Environmental Law & the Defense of Nature
As ecosystems collapse and the climate emergency intensifies, the government often uses its authority to allow the very harm that it is supposed to prevent. Sound crazy? It is. The granting of permits is a battleground where corporations, with their oodles of money to buy influence, have the upper hand over nature. In the face of corporate greed and the enormity of the climate crisis, we need action now before it is too late. An ancient and enduring principle is the trust doctrine. It asserts public property rights to crucial resources such as forests, rivers, minerals, and fisheries. Its core logic compels the government, as trustee, to protect nature and to safeguard the resources we rely on for survival. UN Secretary-General Guterres says, “We must end the merciless, relentless, senseless war on nature.” Amen to that.
Recorded at the University of Oregon.
Speaker
Mary Wood
Mary Wood is Professor of Law and Faculty Director of the University of Oregon School of Law’s Environmental and Natural Resources Law Program. An award-winning professor she’s co-author of leading textbooks on public trust law and natural resources law. She is the author of Nature’s Trust.
Steven in SF –
I got your fine Mary Wood program. Continue onward knowing that AR listeners appreciate information that inspires thinking, followed by conscious actions to repair the broken and restore the whole of life.
Chris Bowen –
Easily among the brightest presentations of the simple, existential truth that I have heard. The glowing beacon we need to debunk false narratives and to step up to the tasks at hand.
Cat Matthes –
Articulate informative and inspirational speech. Action required NOW!
Hopeful to know that people like Mary Wood are working to save lives…operation planet rescue. I’m in!
Ro Meier –
I listened to this on community radio here in Vancouver and was engaged and thrilled by the speakers’ engaged and thrilling account of the problems w Governmental agencies, their potential all but enthralled to vested interests, a brief history of democracy that aligns with the search for a solution to the grip of these vested interests and the deeply felt warnings that not enough is being done to change direction.

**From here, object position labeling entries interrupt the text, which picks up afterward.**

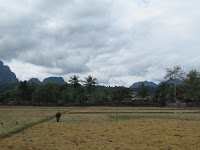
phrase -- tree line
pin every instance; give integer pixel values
(178, 86)
(57, 94)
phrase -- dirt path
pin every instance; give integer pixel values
(124, 135)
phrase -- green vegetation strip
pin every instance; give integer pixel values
(130, 112)
(25, 126)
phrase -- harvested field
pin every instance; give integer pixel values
(117, 130)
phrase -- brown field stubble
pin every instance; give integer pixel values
(109, 131)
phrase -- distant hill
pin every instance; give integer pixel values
(6, 75)
(146, 83)
(54, 79)
(36, 80)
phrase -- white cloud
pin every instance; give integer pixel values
(118, 42)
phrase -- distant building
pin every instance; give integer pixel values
(133, 97)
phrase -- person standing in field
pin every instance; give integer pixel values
(58, 116)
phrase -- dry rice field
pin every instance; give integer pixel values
(105, 128)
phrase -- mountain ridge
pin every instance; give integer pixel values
(146, 83)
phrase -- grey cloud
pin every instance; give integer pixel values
(114, 40)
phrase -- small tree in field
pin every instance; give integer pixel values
(174, 75)
(89, 83)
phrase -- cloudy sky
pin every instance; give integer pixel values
(117, 41)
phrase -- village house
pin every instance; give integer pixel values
(133, 97)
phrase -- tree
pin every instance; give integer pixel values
(174, 75)
(89, 83)
(162, 92)
(74, 80)
(191, 86)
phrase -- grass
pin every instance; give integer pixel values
(15, 119)
(189, 117)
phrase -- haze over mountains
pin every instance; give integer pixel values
(146, 83)
(7, 76)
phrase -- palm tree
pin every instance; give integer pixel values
(90, 82)
(74, 80)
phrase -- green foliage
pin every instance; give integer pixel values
(174, 75)
(89, 83)
(162, 92)
(46, 93)
(191, 86)
(74, 80)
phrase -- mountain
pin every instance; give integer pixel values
(146, 83)
(34, 80)
(6, 75)
(54, 79)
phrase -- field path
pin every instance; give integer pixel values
(138, 134)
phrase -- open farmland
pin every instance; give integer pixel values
(106, 128)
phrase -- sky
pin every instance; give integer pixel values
(119, 42)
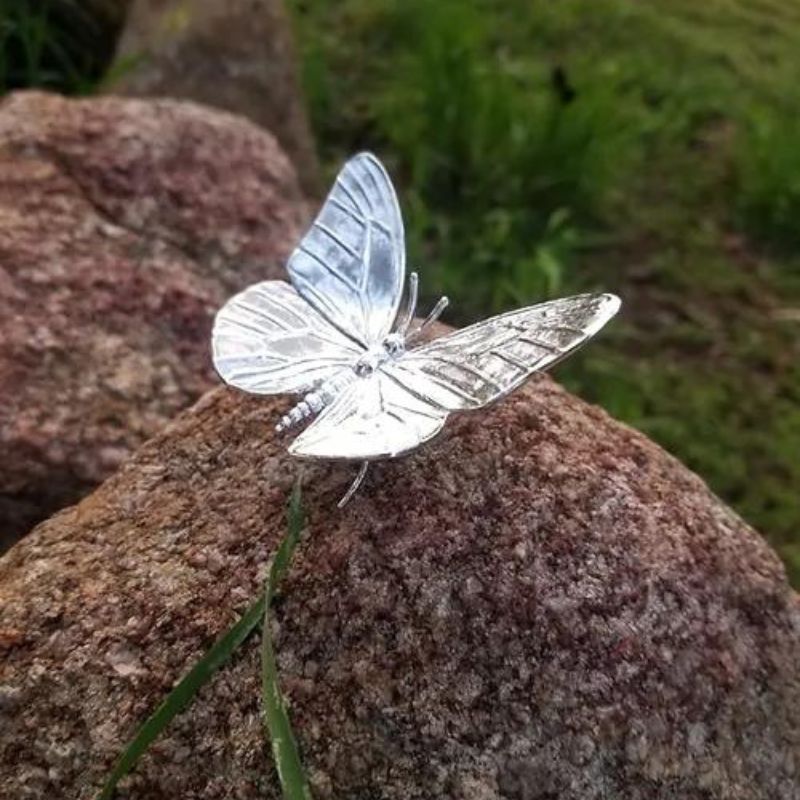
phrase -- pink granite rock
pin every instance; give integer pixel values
(542, 604)
(123, 225)
(236, 55)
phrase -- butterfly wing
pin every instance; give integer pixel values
(374, 417)
(351, 264)
(268, 340)
(484, 362)
(406, 402)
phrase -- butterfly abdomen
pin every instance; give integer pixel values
(316, 400)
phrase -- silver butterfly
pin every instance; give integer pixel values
(335, 335)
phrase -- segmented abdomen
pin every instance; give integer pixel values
(315, 401)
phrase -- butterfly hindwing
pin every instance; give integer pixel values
(374, 417)
(351, 264)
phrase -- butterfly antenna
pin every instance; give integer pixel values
(411, 304)
(436, 312)
(359, 479)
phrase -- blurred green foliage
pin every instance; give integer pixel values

Although the many instances of small victories marginally warm up the discussion to the task at hand, it’s an unwelcome lecture that, sadly, could be broadcast from the rooftops as a sort of ironic comeuppance to an empty planet.
Worth listening to before then, then.
Jasmine Vaught –
AMAZING, HEARTFELT & INFORMATIVE PROGRAM.
LISTEN TO THIS PROGRAM AND MORE IMPORTANTLY, FOLLOW THROUGH WITH ACTION.
WITHOUT COMMUNITY INVOLVEMENT, EDUCATION, AND MOST OF ALL, CONCERN FOR THE SURVIVAL OF OUR PLANET, WE ARE DOOMED.